GREFFIER : Aurélie HUGONNIER
AUDIENCE :
En application de l’article 799 du code de procédure civile, le dépôt du dossier au greffe a été autorisé et fixé au 06 Janvier 2026.
Conformément aux articles 806 et 812 du code de procédure civile, l’avocat a été avisé du nom du juge amené à délibérer et de la date à laquelle le jugement sera rendu, soit le 06 Mars 2026.
JUGEMENT :
— au fond,
— contradictoire, rendu publiquement et en premier ressort,
— mis à disposition au greffe,
— signé par Anne-Caroline HAGTORN, juge et Aurélie HUGONNIER, greffier
EXPOSE DES FAITS ET DE LA PROCEDURE
[Q] [L] est décédé le [Date décès 1] 1994 laissant pour lui succéder [P] [O], son épouse survivante, et leurs quatre enfants [D], [I], [V] et [S] [L].
[P] [O] est décédée le [Date décès 2] 2010 à [Localité 1].
Par acte du 23 mai 2014, [I], [D] et [S] [L] ont fait assigner [V] [L] en partage judiciaire des successions de leurs parents.
[D] [L] est décédé le [Date décès 3] 2016, sans postérité, laissant pour lui succéder son frère [I], légataire universel.

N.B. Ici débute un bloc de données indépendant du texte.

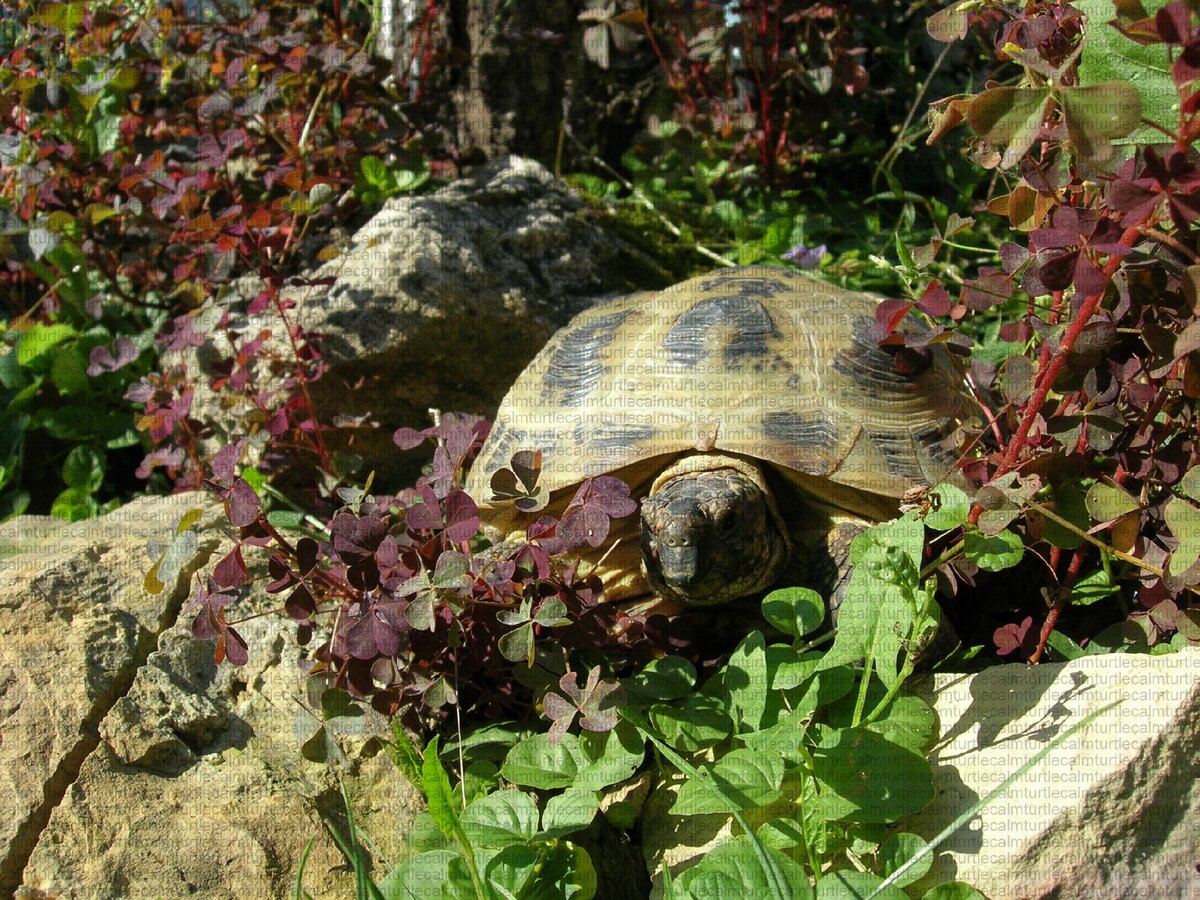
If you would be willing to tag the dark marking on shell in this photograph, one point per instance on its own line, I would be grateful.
(749, 321)
(799, 430)
(619, 437)
(897, 448)
(576, 365)
(931, 439)
(864, 363)
(759, 287)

Par jugement du 3 août 2018, le tribunal de grande instance d’Évreux a ordonné l’ouverture des opérations de compte, liquidation et partage du régime matrimonial et des successions de [Q] [L] et [P] [O] et a désigné la SCP [N][1] pour y procéder.
Le tribunal a également dit que [V] [L] devra rapporter à la succession d'[P] [O] la somme de 55 229,81 € avec intérêts au taux légal à compter du [Date décès 2] 2010, et qu’il ne pourra prétendre à aucune part dans lesdites sommes recelées, et dit que [I] [L] devra rapporter la somme de 17 836,87 € à la succession, et débouter les demandeurs de leurs prétentions au titre d’une donation déguisée et d’une indemnité d’occupation.
Par arrêt du 12 janvier 2022, la cour d’appel de Rouen a confirmé le jugement entrepris, il y a ajouté que le rapport du par [I] [L] à la succession à hauteur de 12 453,87 € se fera en application des dispositions de l’article 860-1 du Code civil, par valorisation à la date la plus proche du partage du bien immobilier situé à [Localité 1] et anciennement cadastré section H numéro [Cadastre 1] d’après son état à l’époque de l’acquisition, en tenant compte, à concurrence du profit subsistant, des améliorations qui lui ont été apportées depuis la donation du 18 janvier 1974.
Par ordonnance rendue le 1er septembre 2020, le juge chargé du contrôle des opérations de partage a nommé Maître [E] notaire à [Localité 3] en remplacement de Maître [N] pour procéder à la liquidation.
Maître [E] a établi un procès-verbal de dires en date du 17 avril 2024, et en a adressé au tribunal copie authentique reçue au greffe du tribunal le 25 avril 2024.
Le juge commis a fait rapport au juge aux affaires familiales, le saisissant des difficultés subsistantes, le 19 juillet 2024.
Par conclusions de reprise d’instance notifiées le 13 avril 2017, les demandeurs ont demandé au tribunal de statuer sur les difficultés subsistantes.
La clôture est intervenue le 22 septembre 2025 par ordonnance du même jour.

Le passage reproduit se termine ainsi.